Jenkin’s Law

So if Bernard Jenkin does propose an amendment in the Commons to require a 40% threshold in an electoral reform referendum, can it be completely ignored on the grounds that he doesn’t have the support of 40% of his own electorate?

It must be opposite day

It’s not hard to find the Taxpayers Alliance denouncing governmental waste and criticising elected officials who have wasted public money. So, it’s quite easy to guess what they’re going to say when an MP is ordered to repay £60,000 of his expenses, isn’t it?

Come on, have a guess – will it be to demand that he should pay back even more? Perhaps they’ll even call for him to resign immediately and face the music from his constituents? Whatever, I’m sure it will be the usual mix of righteous indignation and moral/financial superiority that characterises most emissions from the TPA. I’m sure I wouldn’t want to be that MP when the chief executive of the TPA has his say about me.
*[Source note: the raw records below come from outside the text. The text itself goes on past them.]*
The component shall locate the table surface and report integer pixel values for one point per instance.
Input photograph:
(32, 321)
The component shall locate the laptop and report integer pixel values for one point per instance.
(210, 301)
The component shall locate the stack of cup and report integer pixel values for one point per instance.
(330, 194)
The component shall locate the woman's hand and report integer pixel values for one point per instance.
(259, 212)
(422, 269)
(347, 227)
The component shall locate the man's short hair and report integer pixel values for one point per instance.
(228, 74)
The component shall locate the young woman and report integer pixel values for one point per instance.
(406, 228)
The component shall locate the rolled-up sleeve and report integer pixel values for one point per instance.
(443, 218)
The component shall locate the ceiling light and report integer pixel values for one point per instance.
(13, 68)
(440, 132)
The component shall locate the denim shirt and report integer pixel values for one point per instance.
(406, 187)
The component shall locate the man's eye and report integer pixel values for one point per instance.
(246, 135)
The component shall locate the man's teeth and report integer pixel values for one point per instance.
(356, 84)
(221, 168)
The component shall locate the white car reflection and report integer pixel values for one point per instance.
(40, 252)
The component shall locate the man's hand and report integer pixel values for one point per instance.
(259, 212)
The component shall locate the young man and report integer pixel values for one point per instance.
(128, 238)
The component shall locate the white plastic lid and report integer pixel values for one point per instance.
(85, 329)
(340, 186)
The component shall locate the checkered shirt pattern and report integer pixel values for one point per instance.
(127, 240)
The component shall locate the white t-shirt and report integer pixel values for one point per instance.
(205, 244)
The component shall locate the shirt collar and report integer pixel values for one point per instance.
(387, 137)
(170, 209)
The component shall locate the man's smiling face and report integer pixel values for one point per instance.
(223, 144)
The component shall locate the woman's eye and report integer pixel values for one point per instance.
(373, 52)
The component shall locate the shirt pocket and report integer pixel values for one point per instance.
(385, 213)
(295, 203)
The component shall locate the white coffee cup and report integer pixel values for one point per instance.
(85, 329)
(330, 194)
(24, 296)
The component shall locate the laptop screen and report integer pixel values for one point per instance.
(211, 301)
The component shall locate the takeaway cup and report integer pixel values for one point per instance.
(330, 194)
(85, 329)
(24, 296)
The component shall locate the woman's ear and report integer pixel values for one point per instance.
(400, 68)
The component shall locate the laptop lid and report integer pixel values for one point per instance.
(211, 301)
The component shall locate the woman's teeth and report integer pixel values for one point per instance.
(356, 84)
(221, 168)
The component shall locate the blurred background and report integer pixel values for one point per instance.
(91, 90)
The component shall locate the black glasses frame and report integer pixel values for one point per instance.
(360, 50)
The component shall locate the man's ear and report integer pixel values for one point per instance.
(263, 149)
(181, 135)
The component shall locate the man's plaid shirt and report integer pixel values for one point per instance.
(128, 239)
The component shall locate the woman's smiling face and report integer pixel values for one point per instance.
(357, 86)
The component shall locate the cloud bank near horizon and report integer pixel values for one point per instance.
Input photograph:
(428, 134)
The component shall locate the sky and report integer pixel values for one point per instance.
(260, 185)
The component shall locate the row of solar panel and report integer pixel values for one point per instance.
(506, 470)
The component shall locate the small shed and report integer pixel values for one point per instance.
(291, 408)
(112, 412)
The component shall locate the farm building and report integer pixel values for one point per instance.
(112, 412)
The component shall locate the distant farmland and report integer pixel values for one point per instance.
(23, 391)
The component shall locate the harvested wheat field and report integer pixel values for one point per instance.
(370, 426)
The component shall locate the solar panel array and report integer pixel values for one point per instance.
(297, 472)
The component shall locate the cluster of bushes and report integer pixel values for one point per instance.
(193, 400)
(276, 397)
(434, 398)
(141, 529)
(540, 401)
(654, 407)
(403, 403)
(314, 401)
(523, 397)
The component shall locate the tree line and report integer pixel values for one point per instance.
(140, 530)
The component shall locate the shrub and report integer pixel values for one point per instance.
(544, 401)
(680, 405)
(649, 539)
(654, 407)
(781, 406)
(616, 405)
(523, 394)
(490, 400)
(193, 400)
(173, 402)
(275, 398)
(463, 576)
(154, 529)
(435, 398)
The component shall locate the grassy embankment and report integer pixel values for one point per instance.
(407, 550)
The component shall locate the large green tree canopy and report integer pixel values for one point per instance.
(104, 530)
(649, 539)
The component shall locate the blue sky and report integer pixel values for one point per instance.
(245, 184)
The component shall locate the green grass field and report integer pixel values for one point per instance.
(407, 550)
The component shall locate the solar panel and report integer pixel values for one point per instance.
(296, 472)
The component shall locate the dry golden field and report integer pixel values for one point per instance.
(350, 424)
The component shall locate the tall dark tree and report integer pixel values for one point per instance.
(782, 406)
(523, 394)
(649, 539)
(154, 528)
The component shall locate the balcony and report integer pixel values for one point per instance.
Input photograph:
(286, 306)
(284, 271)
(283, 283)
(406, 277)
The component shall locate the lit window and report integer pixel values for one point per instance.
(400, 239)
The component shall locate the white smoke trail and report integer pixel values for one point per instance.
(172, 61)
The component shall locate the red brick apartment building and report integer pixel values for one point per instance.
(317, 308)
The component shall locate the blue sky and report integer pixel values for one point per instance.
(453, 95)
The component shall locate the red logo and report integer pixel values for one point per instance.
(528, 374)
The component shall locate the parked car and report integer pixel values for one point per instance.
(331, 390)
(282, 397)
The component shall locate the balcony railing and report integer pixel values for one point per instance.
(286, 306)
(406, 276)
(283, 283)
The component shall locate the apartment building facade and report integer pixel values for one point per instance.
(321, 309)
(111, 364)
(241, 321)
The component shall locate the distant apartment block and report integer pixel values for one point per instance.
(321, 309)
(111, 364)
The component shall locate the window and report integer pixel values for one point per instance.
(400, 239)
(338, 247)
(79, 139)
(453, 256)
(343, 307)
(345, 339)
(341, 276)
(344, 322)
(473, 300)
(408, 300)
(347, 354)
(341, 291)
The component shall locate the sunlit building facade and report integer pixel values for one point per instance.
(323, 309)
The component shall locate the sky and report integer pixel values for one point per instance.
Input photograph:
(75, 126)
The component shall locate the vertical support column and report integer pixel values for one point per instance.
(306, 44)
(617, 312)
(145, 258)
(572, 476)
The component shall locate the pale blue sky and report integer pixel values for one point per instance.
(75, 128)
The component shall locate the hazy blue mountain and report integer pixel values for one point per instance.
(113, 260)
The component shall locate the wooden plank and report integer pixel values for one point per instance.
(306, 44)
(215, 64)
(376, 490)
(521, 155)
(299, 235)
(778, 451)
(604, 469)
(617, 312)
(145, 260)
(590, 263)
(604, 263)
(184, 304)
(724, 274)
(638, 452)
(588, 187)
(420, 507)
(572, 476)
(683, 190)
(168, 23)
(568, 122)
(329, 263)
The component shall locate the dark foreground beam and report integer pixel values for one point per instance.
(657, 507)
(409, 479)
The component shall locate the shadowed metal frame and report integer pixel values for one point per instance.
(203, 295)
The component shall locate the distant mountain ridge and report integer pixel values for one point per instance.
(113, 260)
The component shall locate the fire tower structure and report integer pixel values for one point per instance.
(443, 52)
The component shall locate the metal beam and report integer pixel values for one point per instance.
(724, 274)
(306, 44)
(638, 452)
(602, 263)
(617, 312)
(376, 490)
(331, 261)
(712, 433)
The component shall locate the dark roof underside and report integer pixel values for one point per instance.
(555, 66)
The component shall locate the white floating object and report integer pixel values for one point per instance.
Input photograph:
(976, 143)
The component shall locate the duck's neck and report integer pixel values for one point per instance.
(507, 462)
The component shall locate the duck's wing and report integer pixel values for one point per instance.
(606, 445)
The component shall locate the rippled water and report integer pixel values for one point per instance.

After all, they’re a group not known for their equivocation in condemning waste, or accepting any sort of excuse in their quest to stand up for the ordinary taxpayer:

Taxpayers’ Alliance chief executive Matthew Elliot, whose group has been furiously campaigning for Westminster expenses reform, said he believed Mr Jenkin was “hard-done-by”.

He said: “It seems unfair to pick out people such as Bernard Jenkin, because when he set up the agreement with the fees office and his wife’s sister’s property, they were fully aware of it.

“In fact my understanding is the rent was below the market value, so it wasn’t a bad deal for taxpayers.

“I do think that he’s been slightly hard-done-by when other MPs have done far worse and, frankly, got away with it.”

Oh well, maybe this leopard has changed its spots. Maybe the journalist was hoodwinked by an impostor claiming to Matthew Elliott. Maybe TPA HQ was playing opposite day, and Tom Parkes was the only journalist to call them for a quote while they were doing it. Or maybe all Tory MPs are given a ‘get out of TPA criticism free’ card.